Sekisui Chemical has developed a material that can triple the capacity of lithium ion batteries, allowing electric vehicles to travel about 600km on a single charge -- roughly as far as gasoline-powered cars can go without refilling.
The new material stores electricity using silicon instead of conventional carbon-based materials. The company's silicon alloy overcomes the durability issue that had kept silicon from being used.
Sekisui Chemical also developed a new material for the electrolyte, which conducts electricity within the batteries. This eliminates the need for equipment to inject liquid electrolyte into batteries, stepping up battery production by 10-fold.
The company believes that the new material can bring battery production costs down to just above 30,000 yen ($290) per kilowatt-hour, a decrease of more than 60 percent from around 100,000 yen ($976) today, according to a report in Nikkei.
Lithium-ion batteries are a type of non-aqueous electrolyte rechargeable battery where the lithium-ion inside the electrolytes supplies the electrical conductivity. Standard models have lithium metal oxides at the positive electrode and a carbon material such as graphite at the negative electrode, and usually use electrolytic solution.
Using electrolytic solution is a barrier to ensuring the safety of the lithium-ion battery, and many research institutes are seeking to solidify the electrolytic solution, but from the perspective of performance and productivity, electrolytic solution remains the standard substance.
Sekisui Chemical, through its determined focus on using gel for electrolytes, has recently utilized new organic polymer electrolyte materials as gel-type electrolytes with high ion conductivity (approx. ten times other Sekisui Chemical products) to gain the prospect of realizing high-speed continuous production for battery cells (approx. ten times compared to other Sekisui Chemical products) and enhanced safety by using a continuous coating process rather than a vacuum infusion process.

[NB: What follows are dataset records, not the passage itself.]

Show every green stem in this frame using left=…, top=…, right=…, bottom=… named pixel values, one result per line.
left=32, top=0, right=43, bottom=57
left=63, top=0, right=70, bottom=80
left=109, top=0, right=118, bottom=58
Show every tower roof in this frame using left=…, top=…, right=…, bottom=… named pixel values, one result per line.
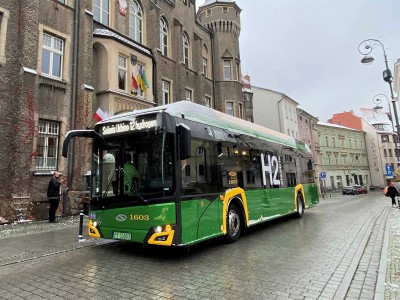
left=200, top=0, right=235, bottom=7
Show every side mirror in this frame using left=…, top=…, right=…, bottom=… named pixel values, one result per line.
left=176, top=124, right=192, bottom=160
left=217, top=143, right=224, bottom=157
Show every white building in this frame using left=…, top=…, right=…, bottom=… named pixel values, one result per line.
left=251, top=85, right=299, bottom=140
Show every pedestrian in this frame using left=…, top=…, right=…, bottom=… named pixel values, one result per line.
left=385, top=182, right=399, bottom=207
left=47, top=171, right=66, bottom=223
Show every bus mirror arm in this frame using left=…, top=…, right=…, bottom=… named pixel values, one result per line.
left=176, top=123, right=192, bottom=160
left=62, top=130, right=106, bottom=157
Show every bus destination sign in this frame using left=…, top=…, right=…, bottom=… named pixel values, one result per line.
left=100, top=119, right=157, bottom=136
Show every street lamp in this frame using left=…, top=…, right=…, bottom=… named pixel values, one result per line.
left=358, top=39, right=400, bottom=165
left=372, top=94, right=396, bottom=134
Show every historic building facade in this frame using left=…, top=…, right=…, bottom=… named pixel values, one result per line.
left=316, top=122, right=371, bottom=190
left=0, top=0, right=252, bottom=219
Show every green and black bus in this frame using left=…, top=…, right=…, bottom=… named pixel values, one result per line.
left=63, top=101, right=319, bottom=246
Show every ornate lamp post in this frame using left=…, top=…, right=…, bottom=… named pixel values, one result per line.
left=358, top=39, right=399, bottom=165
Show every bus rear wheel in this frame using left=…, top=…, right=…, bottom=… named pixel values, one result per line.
left=225, top=205, right=242, bottom=243
left=296, top=193, right=304, bottom=218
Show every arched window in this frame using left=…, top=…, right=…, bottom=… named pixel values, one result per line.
left=182, top=32, right=189, bottom=67
left=129, top=0, right=143, bottom=44
left=93, top=0, right=110, bottom=26
left=160, top=18, right=168, bottom=56
left=201, top=45, right=208, bottom=77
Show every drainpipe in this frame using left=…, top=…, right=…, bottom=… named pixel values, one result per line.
left=208, top=28, right=217, bottom=111
left=63, top=0, right=80, bottom=214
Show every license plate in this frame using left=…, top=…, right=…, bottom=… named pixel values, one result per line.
left=113, top=232, right=132, bottom=241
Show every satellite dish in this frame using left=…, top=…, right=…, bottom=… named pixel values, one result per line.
left=372, top=98, right=382, bottom=105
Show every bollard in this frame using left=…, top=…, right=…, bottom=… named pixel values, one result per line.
left=78, top=210, right=85, bottom=242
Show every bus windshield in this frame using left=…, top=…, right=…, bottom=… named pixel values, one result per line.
left=92, top=132, right=175, bottom=204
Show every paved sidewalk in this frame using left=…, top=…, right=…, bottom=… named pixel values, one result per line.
left=0, top=216, right=107, bottom=266
left=0, top=198, right=400, bottom=300
left=384, top=208, right=400, bottom=300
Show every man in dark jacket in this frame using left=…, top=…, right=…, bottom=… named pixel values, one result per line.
left=386, top=182, right=399, bottom=207
left=47, top=171, right=65, bottom=223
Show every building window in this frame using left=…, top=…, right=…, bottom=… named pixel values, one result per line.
left=239, top=103, right=243, bottom=119
left=162, top=80, right=171, bottom=104
left=224, top=60, right=232, bottom=80
left=160, top=18, right=168, bottom=56
left=129, top=0, right=143, bottom=43
left=42, top=33, right=64, bottom=79
left=225, top=101, right=234, bottom=116
left=36, top=120, right=60, bottom=171
left=182, top=32, right=189, bottom=67
left=204, top=96, right=211, bottom=107
left=202, top=45, right=208, bottom=77
left=118, top=55, right=127, bottom=91
left=132, top=63, right=146, bottom=98
left=185, top=89, right=193, bottom=101
left=93, top=0, right=110, bottom=26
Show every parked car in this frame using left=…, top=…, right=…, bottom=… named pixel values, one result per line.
left=353, top=185, right=368, bottom=194
left=342, top=186, right=358, bottom=195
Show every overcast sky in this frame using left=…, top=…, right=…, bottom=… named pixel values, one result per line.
left=197, top=0, right=400, bottom=122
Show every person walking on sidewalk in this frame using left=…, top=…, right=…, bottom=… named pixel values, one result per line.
left=47, top=171, right=66, bottom=223
left=386, top=182, right=399, bottom=207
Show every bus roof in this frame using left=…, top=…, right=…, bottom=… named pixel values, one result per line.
left=98, top=100, right=311, bottom=154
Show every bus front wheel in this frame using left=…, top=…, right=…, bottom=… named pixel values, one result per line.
left=226, top=205, right=241, bottom=243
left=296, top=193, right=304, bottom=218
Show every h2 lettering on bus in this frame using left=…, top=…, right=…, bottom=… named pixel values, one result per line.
left=261, top=153, right=281, bottom=186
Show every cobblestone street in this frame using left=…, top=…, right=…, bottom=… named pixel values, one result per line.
left=0, top=193, right=400, bottom=299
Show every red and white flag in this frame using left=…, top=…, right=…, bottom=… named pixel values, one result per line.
left=93, top=107, right=107, bottom=122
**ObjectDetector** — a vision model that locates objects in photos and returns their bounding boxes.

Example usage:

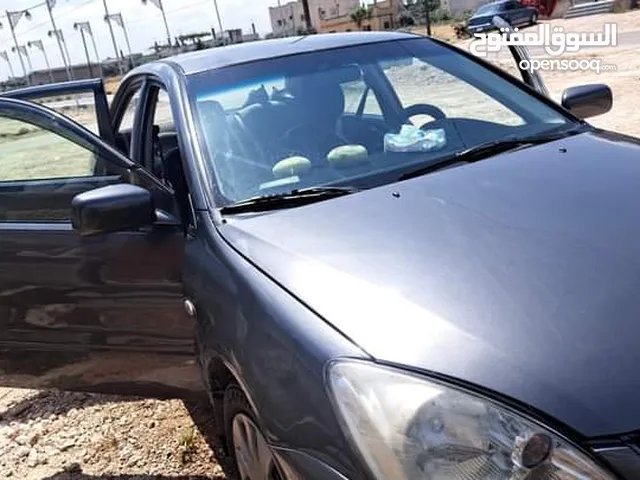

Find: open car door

[2,78,114,145]
[0,95,200,397]
[493,16,549,97]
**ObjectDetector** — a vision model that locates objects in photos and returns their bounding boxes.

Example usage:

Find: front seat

[285,75,345,161]
[163,146,191,227]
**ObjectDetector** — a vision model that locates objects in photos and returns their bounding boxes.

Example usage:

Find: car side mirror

[71,184,156,237]
[562,84,613,119]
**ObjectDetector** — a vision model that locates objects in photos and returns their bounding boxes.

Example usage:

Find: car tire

[223,384,284,480]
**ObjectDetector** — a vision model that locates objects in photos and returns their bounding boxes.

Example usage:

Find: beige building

[318,0,402,33]
[269,0,360,36]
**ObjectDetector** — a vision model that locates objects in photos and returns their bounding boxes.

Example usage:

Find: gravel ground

[0,389,235,480]
[0,12,640,480]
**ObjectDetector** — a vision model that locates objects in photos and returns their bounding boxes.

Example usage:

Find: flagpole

[47,0,73,81]
[102,0,124,76]
[87,26,104,76]
[142,0,171,47]
[6,10,31,85]
[119,14,133,62]
[0,50,16,78]
[158,0,171,47]
[27,40,55,83]
[213,0,224,42]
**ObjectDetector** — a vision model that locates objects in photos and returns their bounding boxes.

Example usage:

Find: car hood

[221,132,640,437]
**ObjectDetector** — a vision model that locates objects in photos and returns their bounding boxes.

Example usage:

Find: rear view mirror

[71,184,156,237]
[562,84,613,119]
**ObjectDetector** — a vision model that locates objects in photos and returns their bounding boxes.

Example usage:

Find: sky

[0,0,277,80]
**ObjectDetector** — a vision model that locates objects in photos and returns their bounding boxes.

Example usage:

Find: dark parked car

In addition, it has developed high-capacity silicon negative-electrode materials to make optimum use of this performance, realizing a high-capacity battery cell (900Wh/L).
The development of high-capacity film-type lithium-ion batteries giving practical performance while being flexible, slim, long and covering a large area has massively improved freedom in designing the shape of the final products, leading to anticipation for their use in automobiles, houses, electrical appliances and so on while gaining unprecedented lightness, space-saving (a third the size of previous products) and enhancing design through being able to be installed in any shape of form
Sekisui Chemical plans to begin sample shipments to domestic and overseas battery manufacturers as early as next summer, with mass production to kick off in 2015. It is targeting annual sales of 20 billion yen by fully entering the business of automotive battery materials.